Comme les poils d'un loup
J’ai quitté l’étroitesse des dédales pour la joie des pétales et les fuseaux horaires pour les fuseaux d’épines. J’ai arraché le givre sur l’échine, la glace sur la rose, le verre à moitié vide dans la soif encore pleine. J’ai troqué le feu de paille contre la cendre du phénix, traversé d’un mot l’oseille et le lilas, chaviré dans le thym, renversé sur la page la caresse du vent. J’ai traversé l’été mais l’hiver est venu. Les fleurs mortes au jardin ne font plus de lumière. Leur tige sans pollen transperce la rosée. Les oiseaux sont moins vifs et les arbres moins verts. Dans les treilles gelées, le vin devenu gris ne saoule plus que les ombres.
L’automne est déjà blanc comme les poils d’un loup. C’est la fin des cerises, des pommes, des vergers. On range pour l’hiver, en petits pots de verre, les fruits mûrs aux armoires. L’âme des poires brille dans les bocaux du jour. C’est la faim des chevreuils empêtrés dans la neige. On chausse les raquettes pour nourrir les mésanges. On chausse les patins pour traverser l’étang. Une robe de glace habille les érables. Les rideaux sont tirés sur le sommeil des plantes. Les congères font leur lit sur les fougères mortes. La terre dort en mottes avec les marmottes. Les oiseaux battent de l’aile à la remorque de leur chant et la résine embaume les muscles du sapin.

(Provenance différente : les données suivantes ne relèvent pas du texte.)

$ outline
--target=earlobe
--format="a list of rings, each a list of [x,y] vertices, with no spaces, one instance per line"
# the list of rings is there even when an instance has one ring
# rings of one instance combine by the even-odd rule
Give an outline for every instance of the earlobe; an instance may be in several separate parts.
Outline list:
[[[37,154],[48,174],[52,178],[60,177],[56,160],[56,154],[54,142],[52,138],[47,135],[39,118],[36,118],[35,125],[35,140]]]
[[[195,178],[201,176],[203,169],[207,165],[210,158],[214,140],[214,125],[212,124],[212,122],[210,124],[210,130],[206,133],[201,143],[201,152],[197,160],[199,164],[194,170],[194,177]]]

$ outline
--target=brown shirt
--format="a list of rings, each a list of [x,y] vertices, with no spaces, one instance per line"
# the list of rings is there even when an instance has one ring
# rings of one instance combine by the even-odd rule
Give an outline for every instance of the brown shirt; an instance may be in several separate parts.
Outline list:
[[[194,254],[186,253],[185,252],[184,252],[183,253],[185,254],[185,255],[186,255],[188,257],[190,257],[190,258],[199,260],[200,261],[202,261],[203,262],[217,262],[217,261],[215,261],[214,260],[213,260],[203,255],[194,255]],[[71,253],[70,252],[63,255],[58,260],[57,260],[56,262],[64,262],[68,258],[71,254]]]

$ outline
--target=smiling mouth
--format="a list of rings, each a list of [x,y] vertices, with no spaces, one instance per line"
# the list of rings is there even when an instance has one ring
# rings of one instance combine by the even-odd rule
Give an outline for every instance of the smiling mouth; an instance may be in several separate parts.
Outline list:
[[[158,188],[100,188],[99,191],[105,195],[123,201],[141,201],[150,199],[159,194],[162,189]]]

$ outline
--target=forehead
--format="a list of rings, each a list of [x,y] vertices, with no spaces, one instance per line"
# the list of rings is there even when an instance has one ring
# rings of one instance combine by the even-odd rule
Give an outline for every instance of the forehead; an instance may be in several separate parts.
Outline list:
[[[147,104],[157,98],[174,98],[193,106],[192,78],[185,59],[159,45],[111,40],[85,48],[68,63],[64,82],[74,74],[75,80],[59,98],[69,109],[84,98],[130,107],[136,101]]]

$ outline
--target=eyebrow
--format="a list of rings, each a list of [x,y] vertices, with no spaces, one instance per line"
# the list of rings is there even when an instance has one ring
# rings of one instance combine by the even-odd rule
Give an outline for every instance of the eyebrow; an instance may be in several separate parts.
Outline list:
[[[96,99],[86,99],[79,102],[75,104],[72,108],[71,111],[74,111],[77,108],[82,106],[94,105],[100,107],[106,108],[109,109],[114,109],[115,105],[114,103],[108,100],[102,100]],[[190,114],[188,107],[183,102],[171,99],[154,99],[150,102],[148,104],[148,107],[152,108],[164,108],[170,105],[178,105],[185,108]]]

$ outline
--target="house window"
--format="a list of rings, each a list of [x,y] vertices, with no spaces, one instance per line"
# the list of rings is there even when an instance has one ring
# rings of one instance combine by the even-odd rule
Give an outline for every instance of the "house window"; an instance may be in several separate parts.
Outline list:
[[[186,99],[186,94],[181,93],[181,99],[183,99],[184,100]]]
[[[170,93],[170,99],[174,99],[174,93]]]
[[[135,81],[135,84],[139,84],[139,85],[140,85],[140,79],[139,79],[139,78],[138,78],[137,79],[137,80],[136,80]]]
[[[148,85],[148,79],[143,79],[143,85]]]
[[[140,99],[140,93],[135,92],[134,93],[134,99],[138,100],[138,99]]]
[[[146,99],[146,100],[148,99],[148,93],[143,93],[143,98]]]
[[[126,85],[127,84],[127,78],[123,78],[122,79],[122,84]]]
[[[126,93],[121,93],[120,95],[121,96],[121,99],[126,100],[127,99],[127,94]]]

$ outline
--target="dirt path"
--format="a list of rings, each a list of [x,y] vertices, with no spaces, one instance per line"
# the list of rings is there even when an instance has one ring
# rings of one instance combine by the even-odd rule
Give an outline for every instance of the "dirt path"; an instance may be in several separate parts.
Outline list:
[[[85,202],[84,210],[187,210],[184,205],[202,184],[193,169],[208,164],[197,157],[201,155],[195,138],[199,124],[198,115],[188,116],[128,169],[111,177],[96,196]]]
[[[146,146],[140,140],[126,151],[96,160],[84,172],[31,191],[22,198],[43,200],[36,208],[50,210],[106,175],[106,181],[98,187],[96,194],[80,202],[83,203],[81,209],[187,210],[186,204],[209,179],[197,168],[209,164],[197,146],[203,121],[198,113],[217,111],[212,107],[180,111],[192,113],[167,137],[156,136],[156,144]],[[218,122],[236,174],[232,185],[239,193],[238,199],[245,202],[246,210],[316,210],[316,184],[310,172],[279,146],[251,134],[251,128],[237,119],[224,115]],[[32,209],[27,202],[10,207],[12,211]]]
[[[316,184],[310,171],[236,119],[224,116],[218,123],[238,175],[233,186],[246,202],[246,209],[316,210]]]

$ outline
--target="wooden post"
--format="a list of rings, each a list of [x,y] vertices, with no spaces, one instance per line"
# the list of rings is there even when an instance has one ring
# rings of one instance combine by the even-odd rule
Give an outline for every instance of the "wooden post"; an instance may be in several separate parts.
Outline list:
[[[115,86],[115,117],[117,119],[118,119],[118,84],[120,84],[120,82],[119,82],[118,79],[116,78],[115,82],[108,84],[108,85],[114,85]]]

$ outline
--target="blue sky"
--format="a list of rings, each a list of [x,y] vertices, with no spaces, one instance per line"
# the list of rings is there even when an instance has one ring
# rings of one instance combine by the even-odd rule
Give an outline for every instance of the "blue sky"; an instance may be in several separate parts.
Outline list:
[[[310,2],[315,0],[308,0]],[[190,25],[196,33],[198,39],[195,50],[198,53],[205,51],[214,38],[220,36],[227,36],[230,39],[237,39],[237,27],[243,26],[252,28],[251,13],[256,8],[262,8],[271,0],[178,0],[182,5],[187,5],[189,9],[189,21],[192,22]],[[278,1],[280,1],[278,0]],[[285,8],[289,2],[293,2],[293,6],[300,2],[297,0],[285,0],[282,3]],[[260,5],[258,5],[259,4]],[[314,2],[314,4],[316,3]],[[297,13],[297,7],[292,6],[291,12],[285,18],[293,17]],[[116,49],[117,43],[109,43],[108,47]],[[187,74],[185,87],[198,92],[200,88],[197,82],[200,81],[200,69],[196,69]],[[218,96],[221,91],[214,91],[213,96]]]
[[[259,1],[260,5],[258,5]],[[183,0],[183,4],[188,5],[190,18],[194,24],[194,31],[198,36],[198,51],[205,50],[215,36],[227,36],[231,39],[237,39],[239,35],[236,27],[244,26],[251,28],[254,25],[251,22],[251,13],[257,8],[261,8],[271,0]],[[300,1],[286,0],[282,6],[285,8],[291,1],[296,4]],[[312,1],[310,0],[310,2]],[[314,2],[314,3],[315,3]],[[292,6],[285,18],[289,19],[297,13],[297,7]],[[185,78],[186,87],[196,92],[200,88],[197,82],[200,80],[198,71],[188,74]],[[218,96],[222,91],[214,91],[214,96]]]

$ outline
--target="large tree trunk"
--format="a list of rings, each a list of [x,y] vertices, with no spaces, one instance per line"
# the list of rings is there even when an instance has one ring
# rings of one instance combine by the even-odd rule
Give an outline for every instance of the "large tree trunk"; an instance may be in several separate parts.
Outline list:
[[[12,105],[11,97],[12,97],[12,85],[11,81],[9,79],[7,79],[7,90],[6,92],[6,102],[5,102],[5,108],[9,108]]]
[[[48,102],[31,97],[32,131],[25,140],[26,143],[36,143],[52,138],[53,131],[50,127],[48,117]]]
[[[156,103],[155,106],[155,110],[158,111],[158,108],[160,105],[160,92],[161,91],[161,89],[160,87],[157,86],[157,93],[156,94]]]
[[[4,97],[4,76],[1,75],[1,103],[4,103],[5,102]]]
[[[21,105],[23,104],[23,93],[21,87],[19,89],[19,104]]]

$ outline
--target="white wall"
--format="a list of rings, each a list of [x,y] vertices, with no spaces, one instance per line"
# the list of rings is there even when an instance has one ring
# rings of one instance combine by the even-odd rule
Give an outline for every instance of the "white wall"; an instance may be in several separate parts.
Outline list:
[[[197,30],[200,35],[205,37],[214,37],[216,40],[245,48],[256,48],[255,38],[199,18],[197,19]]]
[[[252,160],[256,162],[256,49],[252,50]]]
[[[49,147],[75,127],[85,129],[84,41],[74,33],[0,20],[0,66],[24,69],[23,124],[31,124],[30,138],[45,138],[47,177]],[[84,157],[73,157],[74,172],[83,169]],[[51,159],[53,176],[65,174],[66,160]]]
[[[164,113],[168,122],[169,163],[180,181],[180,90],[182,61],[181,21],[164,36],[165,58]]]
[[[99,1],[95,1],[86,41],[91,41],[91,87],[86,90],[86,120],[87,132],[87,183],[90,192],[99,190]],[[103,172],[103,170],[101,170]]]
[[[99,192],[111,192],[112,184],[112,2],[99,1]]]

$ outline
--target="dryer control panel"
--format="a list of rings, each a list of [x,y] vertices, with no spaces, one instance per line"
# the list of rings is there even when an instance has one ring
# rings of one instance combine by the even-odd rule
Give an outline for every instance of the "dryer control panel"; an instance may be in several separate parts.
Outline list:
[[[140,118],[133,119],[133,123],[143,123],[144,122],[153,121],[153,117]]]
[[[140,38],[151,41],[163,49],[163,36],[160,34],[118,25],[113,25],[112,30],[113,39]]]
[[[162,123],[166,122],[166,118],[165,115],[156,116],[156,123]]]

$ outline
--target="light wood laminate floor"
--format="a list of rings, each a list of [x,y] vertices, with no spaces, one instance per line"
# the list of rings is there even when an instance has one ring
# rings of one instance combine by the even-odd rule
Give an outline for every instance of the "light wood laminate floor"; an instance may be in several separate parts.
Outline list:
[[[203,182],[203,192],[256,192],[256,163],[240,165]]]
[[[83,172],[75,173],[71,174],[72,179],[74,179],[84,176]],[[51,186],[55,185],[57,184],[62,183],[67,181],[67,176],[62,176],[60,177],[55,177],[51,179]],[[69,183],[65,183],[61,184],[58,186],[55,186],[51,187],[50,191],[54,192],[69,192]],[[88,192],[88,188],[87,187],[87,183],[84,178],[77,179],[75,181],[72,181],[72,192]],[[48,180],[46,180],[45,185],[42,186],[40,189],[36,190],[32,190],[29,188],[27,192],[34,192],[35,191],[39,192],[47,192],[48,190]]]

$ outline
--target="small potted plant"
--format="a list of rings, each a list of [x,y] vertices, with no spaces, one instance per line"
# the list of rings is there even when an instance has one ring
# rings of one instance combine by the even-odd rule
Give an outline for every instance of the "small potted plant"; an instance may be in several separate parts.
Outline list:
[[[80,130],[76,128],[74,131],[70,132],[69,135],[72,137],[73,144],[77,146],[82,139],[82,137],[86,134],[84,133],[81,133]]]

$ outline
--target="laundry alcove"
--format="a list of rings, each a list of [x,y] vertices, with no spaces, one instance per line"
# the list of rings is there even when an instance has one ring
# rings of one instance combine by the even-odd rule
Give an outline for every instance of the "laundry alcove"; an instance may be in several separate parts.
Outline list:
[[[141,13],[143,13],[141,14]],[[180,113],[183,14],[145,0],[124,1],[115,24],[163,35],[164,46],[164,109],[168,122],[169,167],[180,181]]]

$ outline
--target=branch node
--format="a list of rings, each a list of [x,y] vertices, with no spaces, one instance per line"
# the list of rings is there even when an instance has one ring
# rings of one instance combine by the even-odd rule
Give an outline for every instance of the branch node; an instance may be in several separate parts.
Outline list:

La main du froid tire les poignées de porte pour approcher du poêle. Le vent sile aux fenêtres et brise les carreaux comme un voleur de feu. Les grands épouvantails ont les bras lourds de neige, l’œil rempli de brouillard et la lyre en écharpe. Je ne reconnais plus mes pistes égarées. Je repeins de mémoire la mousse des rochers, la dentelle des pas, les sources souterraines. L’arôme n’a d’image qu’au regard des loups. Le soleil frissonne, toutes griffes sorties, sur la tôle des toits et les doigts des gouttières.